The border security force, known as Nasaka, from the initials of its Burmese-language name, consists of officers from the police, military, customs and immigration.

Corruption accusations may have been behind the government's decision, said Zaw Aye Maung, a member of parliament for the Rakhine Nationalities Development Party, who said the head of the Nasaka was sentenced late last year on corruption charges.

"I think the situation will get better now that the police are in control," he said.

Human Rights Watch has implicated the force in abuses against Rohingya, including arbitrary arrest and torture.
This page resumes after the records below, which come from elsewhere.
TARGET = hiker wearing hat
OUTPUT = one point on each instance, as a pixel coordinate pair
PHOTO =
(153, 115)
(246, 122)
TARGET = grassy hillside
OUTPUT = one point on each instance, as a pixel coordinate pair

In a March 6 report, the U.N. special rapporteur on human rights in Myanmar, Tomas Ojea Quintana, urged the government to suspend the force's operations in Rakhine State.

The force oversaw the Rohingya, a minority Muslim group in Rakhine state most of whom are denied citizenship by the government, which considers them illegal immigrants from Bangladesh.

The Rohingya have to get permission to travel from one area to another and even to marry. Human Rights Watch accused Nasaka officers of demanding bribes from Rohingya.

Clashes between Rohingya and ethnic Rakhine Buddhists in June and October last year killed at least 192 people and displaced 140,000. Most victims were Rohingya and the majority of those remain in camps.

Thein Sein was on a visit to Britain on Monday and Amnesty International called on British Prime Minister David Cameron to press him to halt abuses against the Rohingya and give them citizenship.

"We are talking about a festering wound of division in Burma which the government is compounding by refusing to grant Rohingya people citizenship," the group's British director, Kate Allen, said in a statement.